The down-side of this approach is that it is not “live”. We are using canned data to produce the frames. As implemented here, it is also slow. It takes longer to generate the frames than it did to produce the data.
The up-side is that it is completely generic. You can make arbitrary images for each frame. It also produces a file that you can show to someone else, outside of a notebook.
# Since it takes some time to generate the frames we want to show
# a progress bar. This is good practice for any slow code.
using ProgressMeter
"""
animatependulum(trajectory,times;traillength=10)
Generates an animation of a pendulum.
`trajectory` should be a list of (theta,v) values
`times` is a list of times
If you leave off `times` it takes them to be integers.
"""
function animatependulum(trajectory,times;traillength=10)
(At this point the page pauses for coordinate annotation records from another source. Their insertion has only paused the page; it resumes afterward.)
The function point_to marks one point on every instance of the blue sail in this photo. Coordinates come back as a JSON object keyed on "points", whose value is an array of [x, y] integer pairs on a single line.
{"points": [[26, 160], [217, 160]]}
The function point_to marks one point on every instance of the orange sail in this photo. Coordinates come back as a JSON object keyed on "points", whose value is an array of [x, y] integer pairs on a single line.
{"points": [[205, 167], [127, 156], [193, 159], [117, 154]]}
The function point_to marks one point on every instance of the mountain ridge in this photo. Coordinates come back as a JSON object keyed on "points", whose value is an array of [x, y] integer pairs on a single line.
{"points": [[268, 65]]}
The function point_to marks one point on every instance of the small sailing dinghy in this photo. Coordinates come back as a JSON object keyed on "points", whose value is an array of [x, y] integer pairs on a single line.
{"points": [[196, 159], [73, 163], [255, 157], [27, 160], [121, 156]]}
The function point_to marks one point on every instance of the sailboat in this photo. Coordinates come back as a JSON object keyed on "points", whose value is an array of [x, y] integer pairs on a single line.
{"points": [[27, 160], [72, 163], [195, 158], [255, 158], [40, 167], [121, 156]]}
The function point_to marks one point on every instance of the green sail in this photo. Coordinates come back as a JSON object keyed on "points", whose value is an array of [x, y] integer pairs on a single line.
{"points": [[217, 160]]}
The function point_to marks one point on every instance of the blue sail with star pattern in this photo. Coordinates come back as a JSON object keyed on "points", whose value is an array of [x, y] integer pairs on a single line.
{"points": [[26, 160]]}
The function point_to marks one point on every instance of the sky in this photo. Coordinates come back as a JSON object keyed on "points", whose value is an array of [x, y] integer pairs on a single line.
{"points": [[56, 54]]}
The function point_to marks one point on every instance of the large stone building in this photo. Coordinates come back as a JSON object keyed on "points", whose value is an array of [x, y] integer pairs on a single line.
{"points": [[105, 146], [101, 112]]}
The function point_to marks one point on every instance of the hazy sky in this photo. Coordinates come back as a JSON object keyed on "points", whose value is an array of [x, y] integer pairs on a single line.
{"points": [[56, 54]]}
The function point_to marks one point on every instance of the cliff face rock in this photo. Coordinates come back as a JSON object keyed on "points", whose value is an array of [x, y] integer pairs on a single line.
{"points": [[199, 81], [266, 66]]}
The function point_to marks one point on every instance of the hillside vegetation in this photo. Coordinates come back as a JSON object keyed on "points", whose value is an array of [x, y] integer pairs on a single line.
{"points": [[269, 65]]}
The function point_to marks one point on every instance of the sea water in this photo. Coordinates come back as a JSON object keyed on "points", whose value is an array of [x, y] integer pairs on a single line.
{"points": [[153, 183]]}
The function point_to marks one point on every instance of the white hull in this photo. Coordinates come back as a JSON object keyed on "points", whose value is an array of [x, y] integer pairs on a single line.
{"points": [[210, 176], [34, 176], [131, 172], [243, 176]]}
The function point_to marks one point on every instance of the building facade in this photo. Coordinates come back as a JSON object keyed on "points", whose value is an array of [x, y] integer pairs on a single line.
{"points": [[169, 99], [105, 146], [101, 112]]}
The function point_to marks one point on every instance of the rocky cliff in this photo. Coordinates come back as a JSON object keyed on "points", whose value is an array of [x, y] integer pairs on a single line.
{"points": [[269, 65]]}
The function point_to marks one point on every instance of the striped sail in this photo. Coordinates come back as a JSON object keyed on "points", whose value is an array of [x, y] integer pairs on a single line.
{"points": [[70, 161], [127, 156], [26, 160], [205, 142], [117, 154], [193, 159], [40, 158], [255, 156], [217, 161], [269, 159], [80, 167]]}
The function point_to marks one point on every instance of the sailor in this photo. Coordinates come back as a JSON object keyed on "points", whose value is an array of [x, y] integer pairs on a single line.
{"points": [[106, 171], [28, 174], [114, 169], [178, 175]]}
# first we extract the x and y coordinates
xvals=[sin(theta) for (theta,v) in trajectory]
yvals=[-cos(theta) for (theta,v) in trajectory]
# print out a message to let the user know things are starting
@info "Animating Pendulum"
# Make a progress bar
progress_meter=Progress(length(xvals),desc="Generating frames: ")
# Loop to generate the frames
# the `@animate` is a macro defined by Plots.jl
# which takes the plot generated in each loop
# and wraps it into an object that it knows how to
# make a video from
anim = @animate for i in eachindex(xvals)
update!(progress_meter,i)
# Generate path
x_path = xvals[1:i]
y_path = yvals[1:i]
plt=Plots.plot(x_path, y_path, linecolor = :orange,xlabel="x",ylabel="y")
Plots.plot!(xlims = (-1.1, 1.1), xticks = -1:0.5:1)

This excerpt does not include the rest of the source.